Claire masuk dan melihat pria itu dan seorang pria lain yang tidak dikenalnya, "Duduklah Claire, perkenalkan ini Gery, dia pengacara yang mengurus perjanjian kita."

Sebelum Claire duduk Gery berdiri dan menyalaminya, Gery tidak menyangka jika wanita yang bernama Claire ini masih muda dan cantik. Ray batuk kecil untuk menyardarkan Gery, dia tidak suka tatapan Gery pada Claire.

"Ini dokumen yang harus kamu tanda tangani, seperti pembicaraan kita sebelumnya, ditelepon tadi."

Claire yang sejak masuk tadi sama sekali tidak bersuara hanya menerima setumpuk dokumen itu dan tanpa membacanya langsung menandatangani di semua tempat yang telah ditandai, dia ingin Ian segera tertolong, dia tidak peduli lagi apa yang harus ditanda tangani. Dalam hati Ray bersorak, sesuai dugaannya, rencana awalnya berjalan lancar dan membuat hatinya sedikit lebih tenang.

"Kamu tidak membacanya dulu?, Bagaimana jika kamu menandatangani surat penyerahan Ian padaku?" tanya Ray setelah Gery meninggalkan mereka berdua dengan membawa berkas yang telah ditanda tangani Claire dan Ray.

"Aku percaya kamu tidak akan melakukan hal itu." kata Claire singkat dan membuat Ray terdiam.

"Terima kasih karena sudah mempercayaiku. Makanlah dulu, kamu pasti belum makan dari tadi siang. Ian pasti tidak ingin kamu sakit, dan bagaimana kamu bisa menjaga Ian jika kamu sakit?" kata Ray, dia memang sudah meminta anak buahnya menyiapkan makanan untuk Claire, karena dia yakin untuk minum saja Claire tidak akan ingat.

Claire menggeleng, "Jika sudah selesai aku harus kembali keruangan Ian."

"Makan atau aku tidak akan mendonorkan darahku." Ray terpaksa kembali harus mengancam Claire, dia tidak ingin melihat Claire jatuh sakit.

Claire menatap Ray, "Aku tidak ingin kamu sakit." kata Ray pada Claire yang akhirnya mulai mengambil piring yang berisi makanan dan mulai memakannya dalam diam.

Ray lebih memilih Claire mendebatnya daripada mendiamkannya seperti ini, hatinya sakit tetapi dia terpaksa harus menggunakan ancaman untuk Claire karena dia yakin saat ini Claire tidak akan memikirkan dirinya sendiri dan dia tidak ingin Claire jatuh sakit.

"Sudah, aku ingin kembali menemani Ian." Kata Claire sambil meletakan piring kosong, dia sama sekali tidak merasa lapar, sekarang pikirannya hanya pada Ian yang terbaring tidak sadarkan diri, tetapi jika dia tidak memakannya maka Ray tidak akan memberikan darahnya, tetapi apa yang dikatakan Ray bernar, bagaimana dia bisa menjaga Ian jika dia sakit, tetapi bagaimana dia bisa makan jika dia tidak tahu bagaimana kondisi Ian?.

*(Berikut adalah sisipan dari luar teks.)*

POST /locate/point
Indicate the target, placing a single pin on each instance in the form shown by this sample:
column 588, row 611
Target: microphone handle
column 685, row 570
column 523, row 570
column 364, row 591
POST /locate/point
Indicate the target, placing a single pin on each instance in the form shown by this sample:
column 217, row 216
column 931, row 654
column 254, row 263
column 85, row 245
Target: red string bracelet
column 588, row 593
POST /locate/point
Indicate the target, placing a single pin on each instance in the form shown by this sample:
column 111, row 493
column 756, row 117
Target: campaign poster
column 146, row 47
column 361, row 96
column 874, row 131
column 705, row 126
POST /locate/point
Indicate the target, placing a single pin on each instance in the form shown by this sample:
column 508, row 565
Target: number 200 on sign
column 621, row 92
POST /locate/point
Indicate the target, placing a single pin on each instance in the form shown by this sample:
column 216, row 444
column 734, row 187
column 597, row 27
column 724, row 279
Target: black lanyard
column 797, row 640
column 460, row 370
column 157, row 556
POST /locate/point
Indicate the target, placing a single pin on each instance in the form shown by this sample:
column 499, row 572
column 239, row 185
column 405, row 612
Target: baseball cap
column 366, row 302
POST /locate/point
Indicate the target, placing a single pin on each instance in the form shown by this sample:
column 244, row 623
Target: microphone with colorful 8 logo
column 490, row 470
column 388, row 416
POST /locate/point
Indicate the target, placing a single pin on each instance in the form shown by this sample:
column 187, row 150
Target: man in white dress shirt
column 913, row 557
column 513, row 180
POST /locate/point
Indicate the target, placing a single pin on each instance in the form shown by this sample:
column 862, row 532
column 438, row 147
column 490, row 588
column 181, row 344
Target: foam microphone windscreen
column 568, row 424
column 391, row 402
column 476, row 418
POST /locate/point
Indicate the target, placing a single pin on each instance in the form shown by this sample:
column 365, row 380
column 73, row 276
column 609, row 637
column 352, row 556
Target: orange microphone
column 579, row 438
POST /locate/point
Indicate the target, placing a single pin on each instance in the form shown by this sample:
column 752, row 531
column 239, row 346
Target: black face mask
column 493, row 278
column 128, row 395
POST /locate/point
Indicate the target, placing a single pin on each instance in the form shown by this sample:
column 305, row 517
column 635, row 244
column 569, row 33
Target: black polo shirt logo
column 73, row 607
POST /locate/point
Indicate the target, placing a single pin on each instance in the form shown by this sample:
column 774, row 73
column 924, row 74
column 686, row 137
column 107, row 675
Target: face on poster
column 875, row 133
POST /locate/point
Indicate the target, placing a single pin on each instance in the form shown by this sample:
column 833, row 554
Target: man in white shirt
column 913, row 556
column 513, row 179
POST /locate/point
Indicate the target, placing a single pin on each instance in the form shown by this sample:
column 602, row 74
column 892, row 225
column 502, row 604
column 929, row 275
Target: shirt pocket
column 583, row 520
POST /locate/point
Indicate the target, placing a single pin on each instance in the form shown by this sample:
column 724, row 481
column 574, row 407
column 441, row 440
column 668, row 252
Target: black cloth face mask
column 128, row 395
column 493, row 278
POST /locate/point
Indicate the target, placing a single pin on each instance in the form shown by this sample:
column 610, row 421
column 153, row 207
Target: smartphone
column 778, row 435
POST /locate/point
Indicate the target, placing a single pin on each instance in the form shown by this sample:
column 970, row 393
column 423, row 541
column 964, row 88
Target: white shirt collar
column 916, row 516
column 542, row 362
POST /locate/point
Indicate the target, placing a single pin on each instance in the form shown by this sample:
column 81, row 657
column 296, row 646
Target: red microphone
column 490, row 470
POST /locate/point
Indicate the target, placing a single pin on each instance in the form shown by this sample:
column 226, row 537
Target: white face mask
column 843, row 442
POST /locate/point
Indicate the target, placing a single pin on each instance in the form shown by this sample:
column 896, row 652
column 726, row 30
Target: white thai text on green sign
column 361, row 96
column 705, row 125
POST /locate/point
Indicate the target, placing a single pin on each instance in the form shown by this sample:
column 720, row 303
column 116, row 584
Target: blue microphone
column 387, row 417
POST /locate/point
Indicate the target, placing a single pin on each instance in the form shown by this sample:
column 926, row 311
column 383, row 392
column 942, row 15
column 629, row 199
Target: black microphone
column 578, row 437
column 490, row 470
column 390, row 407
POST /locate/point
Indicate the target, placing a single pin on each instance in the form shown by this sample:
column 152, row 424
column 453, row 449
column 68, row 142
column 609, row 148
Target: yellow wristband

"Aku akan mengantarkanmu." Kata Ray yang berdiri lebih dulu, berjalan ke pintu dan membukanya untuk Claire. Ray berjalan dibelakang Claire, dia bisa merasakan jika Claire benar-benar kehilangan cahaya hidupnya.

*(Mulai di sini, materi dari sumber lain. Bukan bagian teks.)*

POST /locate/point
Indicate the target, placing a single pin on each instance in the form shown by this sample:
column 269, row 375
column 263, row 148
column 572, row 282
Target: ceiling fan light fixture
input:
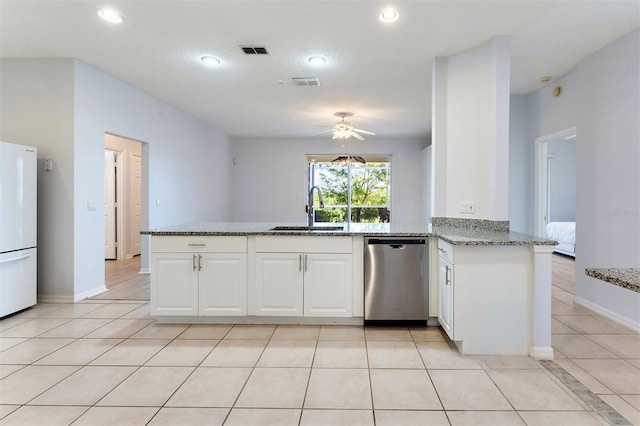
column 110, row 15
column 317, row 60
column 389, row 15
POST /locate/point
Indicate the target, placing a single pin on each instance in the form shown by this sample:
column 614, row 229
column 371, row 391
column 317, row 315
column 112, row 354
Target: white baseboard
column 89, row 293
column 52, row 298
column 613, row 316
column 541, row 352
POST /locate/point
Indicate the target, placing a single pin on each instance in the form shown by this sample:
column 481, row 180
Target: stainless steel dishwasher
column 394, row 281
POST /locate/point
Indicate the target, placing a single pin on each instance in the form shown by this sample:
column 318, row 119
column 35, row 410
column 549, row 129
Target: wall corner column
column 541, row 302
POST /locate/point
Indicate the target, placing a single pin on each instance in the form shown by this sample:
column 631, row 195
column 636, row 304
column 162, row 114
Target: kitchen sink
column 308, row 228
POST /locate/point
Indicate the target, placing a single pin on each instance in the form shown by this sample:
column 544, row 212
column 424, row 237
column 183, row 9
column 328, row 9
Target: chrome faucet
column 310, row 209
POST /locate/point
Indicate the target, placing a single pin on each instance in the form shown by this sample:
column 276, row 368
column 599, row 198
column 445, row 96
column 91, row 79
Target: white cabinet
column 327, row 285
column 193, row 276
column 279, row 284
column 483, row 297
column 445, row 288
column 303, row 276
column 222, row 286
column 174, row 284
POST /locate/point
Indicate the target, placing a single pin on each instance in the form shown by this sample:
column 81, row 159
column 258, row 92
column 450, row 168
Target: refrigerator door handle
column 13, row 259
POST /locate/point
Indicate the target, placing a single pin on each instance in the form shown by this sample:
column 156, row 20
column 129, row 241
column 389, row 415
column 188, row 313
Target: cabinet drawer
column 445, row 250
column 298, row 244
column 199, row 244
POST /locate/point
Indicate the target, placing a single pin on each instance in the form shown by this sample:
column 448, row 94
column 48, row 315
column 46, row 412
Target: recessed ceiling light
column 317, row 60
column 110, row 15
column 389, row 15
column 210, row 61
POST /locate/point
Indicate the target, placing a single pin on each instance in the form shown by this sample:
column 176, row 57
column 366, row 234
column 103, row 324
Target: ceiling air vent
column 306, row 81
column 254, row 50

Ray membuka pintu ruang ICU VIP tempat Ian dirawat, semua dokter dan perawat langsung memberinya jalan, Ray mempersilahkan Claire duduk disebelah tempat tidur Ian.

"Bagaimana keadaannya?" tanya Ray.

"Stabil, satu jam lagi kami akan melakukan operasi untuk mengeluarkan darah beku yang tertinggal."

"Lakukan yang terbaik untuk putraku."

Claire mendengar perkataan dokter dan Ray dan tersentuh saat Ray mengatakan 'putraku'.

Sejam kemudian Ian dibawa keruang operasi, Claire menunggu sendirian didepan ruangan itu sampai Ray bergabung dengannya dengan lengan kemeja tergulung sampai kesiku, dia baru saja kembali mendonorkan darahnya untuk putranya, tekanan darah putranya yang rendah akibat kehilangan cukup banyak darah membuatnya masih membutuhkan darah saat dilakukan operasi.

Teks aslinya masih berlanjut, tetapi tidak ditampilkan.